Whose call is it, ultimately?

Who decides? Right now in the US we have obviously the FDA, the Food and Drug Administration, that deals with in vitro diagnostic devices which are tested, are manufactured and validated by a company then are sold to a clinical lab for their performance but the manufacturer has no control over how it’s performed. So even a well-validated manufactured assay that’s sold to a lab can be done poorly if the lab doesn’t know what they’re doing.

On the other hand we have the lab-developed tests, LDTs, that are developed and manufactured in the lab that actually performs it and that is actually where New York State’s clinical evaluation programme, which I work for, comes in. We review all the assays that are offered to New York State patients. If we say it’s ready then obviously a lab can offer it commercially, if you want, or clinically. Other people that are involved are organisations like obviously the College of American Pathologists’ joint commission, various insurance companies. But essentially everybody with slightly different weighting of the factors look - is an assay clinical valid, is it analytically valid? That’s the baseline that you have to meet.

Did any questions come up following your presentation?

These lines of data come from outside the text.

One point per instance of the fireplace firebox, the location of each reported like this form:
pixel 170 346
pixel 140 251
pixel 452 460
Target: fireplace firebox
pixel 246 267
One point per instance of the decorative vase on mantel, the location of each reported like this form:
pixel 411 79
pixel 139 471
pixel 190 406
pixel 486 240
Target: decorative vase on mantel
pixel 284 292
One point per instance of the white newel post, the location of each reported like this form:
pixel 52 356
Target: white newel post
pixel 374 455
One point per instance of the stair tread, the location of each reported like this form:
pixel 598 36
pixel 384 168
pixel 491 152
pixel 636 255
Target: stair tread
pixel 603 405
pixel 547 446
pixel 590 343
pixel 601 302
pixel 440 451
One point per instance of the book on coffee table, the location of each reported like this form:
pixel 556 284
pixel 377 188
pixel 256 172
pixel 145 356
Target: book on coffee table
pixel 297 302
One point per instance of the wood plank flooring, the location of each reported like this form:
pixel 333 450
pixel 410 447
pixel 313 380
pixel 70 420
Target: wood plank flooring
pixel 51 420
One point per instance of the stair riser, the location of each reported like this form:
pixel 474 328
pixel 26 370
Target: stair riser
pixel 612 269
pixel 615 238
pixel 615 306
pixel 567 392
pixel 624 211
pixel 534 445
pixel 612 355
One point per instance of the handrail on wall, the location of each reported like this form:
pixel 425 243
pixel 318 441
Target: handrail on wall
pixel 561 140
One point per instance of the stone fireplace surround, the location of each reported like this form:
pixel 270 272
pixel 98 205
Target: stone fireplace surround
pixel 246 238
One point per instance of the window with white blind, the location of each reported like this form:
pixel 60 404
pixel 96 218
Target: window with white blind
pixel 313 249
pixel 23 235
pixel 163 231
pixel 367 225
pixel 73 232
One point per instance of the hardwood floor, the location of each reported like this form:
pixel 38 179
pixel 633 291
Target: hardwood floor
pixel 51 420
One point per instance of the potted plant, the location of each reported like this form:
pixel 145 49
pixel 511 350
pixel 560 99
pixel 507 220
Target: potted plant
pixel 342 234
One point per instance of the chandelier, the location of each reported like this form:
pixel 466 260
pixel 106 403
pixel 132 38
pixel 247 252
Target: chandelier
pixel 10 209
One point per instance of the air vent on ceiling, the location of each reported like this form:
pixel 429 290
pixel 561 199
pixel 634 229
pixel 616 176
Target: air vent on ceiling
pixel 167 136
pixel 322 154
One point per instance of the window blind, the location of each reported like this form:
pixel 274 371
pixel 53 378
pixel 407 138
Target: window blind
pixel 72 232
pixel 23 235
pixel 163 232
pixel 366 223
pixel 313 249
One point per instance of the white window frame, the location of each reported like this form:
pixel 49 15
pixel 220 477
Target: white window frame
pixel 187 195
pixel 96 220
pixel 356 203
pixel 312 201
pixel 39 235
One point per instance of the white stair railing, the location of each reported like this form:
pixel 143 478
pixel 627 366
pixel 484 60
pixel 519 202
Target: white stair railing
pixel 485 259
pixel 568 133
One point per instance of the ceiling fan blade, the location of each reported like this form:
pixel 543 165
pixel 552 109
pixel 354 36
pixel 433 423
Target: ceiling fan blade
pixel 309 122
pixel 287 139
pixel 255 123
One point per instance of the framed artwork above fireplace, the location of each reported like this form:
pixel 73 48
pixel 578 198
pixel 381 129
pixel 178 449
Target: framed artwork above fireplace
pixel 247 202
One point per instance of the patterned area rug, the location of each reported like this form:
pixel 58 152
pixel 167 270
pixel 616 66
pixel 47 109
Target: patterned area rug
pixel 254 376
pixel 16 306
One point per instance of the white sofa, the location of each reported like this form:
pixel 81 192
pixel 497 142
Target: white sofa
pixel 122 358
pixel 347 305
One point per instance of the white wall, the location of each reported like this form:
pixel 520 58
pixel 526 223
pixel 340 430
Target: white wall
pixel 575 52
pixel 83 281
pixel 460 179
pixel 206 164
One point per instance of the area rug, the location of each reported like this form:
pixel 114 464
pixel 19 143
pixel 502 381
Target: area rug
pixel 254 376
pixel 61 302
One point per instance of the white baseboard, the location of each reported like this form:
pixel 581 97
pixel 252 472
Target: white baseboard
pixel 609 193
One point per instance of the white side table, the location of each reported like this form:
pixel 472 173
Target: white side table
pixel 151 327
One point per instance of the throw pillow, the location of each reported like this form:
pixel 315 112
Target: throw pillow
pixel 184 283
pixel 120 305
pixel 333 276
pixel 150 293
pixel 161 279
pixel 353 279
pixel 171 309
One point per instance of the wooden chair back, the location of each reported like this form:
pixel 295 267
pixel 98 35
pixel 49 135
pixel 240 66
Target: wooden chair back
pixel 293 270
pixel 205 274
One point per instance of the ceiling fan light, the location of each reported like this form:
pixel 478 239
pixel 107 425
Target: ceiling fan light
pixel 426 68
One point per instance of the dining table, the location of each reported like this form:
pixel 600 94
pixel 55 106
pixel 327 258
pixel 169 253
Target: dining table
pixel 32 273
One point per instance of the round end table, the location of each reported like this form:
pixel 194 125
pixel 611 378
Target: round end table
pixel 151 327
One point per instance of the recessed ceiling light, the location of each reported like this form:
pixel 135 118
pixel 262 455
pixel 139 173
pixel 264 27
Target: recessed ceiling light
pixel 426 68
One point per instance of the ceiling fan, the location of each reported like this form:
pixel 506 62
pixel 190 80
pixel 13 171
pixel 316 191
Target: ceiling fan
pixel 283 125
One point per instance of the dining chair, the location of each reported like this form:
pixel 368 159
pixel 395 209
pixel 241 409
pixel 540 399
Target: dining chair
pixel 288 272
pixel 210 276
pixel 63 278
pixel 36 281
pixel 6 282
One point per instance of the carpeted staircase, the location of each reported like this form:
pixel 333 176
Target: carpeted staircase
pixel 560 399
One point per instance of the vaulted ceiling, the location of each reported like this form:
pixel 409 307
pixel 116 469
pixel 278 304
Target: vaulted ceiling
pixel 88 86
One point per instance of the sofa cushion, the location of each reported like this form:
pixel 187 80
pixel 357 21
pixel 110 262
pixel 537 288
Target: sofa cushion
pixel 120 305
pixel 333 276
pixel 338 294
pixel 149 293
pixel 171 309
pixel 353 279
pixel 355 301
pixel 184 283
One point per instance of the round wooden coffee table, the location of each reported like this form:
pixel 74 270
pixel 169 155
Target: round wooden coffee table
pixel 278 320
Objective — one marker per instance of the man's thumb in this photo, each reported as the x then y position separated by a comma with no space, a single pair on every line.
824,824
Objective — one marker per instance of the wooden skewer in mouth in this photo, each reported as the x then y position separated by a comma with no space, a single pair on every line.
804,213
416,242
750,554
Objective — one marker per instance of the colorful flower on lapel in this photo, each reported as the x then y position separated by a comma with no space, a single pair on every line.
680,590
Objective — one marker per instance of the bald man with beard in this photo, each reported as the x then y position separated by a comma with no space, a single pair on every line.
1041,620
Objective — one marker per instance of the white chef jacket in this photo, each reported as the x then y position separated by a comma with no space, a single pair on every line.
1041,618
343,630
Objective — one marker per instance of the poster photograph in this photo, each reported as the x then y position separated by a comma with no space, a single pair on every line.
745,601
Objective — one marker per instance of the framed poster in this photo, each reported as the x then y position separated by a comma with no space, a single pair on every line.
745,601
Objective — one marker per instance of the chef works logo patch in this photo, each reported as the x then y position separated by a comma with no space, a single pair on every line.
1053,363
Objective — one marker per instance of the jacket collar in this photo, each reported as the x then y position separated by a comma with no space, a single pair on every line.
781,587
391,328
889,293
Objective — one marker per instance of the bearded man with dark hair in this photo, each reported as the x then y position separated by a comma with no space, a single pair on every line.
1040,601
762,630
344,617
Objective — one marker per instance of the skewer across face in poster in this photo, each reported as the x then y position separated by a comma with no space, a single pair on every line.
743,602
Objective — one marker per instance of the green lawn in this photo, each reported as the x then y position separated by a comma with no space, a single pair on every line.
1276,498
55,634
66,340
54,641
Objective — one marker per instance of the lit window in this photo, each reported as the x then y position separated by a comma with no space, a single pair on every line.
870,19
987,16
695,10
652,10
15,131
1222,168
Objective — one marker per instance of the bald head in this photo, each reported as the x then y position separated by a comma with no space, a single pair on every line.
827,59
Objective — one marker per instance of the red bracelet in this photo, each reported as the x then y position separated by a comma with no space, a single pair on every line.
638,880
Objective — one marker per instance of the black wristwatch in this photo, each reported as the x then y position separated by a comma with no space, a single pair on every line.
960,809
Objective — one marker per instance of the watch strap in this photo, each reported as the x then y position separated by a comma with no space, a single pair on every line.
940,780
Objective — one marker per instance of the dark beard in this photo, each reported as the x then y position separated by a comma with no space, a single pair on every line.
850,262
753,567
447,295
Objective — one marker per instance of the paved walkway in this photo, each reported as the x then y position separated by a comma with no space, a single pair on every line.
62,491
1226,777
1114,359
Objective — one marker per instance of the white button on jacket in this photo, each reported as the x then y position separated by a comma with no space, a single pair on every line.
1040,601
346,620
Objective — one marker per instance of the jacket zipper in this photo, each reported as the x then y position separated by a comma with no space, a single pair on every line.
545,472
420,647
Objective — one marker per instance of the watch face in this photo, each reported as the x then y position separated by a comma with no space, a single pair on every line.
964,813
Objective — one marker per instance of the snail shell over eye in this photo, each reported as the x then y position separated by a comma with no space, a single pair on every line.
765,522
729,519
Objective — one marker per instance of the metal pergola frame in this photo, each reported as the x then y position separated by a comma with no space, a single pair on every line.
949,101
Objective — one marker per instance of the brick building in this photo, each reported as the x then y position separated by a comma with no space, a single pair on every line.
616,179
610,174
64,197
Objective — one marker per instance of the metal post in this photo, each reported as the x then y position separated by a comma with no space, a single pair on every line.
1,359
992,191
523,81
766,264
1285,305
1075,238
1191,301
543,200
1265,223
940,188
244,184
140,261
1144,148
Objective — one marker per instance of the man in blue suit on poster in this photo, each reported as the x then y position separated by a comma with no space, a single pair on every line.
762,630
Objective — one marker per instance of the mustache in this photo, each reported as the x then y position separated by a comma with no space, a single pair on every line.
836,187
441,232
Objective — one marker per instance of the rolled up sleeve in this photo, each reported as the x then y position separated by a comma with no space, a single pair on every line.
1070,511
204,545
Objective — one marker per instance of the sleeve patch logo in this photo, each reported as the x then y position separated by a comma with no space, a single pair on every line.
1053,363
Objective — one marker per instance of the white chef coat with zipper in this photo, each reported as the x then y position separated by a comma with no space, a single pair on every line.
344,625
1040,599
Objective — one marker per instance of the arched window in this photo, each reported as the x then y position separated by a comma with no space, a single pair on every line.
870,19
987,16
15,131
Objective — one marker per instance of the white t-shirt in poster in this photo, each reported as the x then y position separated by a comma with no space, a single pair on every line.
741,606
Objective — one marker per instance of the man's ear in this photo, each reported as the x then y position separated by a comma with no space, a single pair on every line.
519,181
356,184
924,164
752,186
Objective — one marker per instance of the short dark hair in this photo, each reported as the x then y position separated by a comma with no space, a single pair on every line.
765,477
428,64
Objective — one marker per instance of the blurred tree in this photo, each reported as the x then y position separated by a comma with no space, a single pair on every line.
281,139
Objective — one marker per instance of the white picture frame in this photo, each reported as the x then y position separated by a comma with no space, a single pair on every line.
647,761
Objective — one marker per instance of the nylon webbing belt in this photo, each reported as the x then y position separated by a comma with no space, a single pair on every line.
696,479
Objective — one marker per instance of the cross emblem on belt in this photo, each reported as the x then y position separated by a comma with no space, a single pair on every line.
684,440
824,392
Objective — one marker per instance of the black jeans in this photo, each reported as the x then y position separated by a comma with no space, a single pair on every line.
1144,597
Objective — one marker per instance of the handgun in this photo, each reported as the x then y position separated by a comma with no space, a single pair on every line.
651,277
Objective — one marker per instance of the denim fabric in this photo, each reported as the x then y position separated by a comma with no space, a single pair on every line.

No direct questions came up; there was a lot of discussion on sample quality. There was another presentation in my session where somebody talked about the quality of sample, how you collect them, how you store them and that is very important obviously. Especially if you go beyond DNA testing, you go into more RNA and protein testing. So, yes, that’s part of the pre-analytical validation is how do you collect your sample, how do you store your sample, how do you ship them to the lab, what do you do with them; that is very important for reproducible assays. So you don’t want to have a false negative just because your sample was degraded.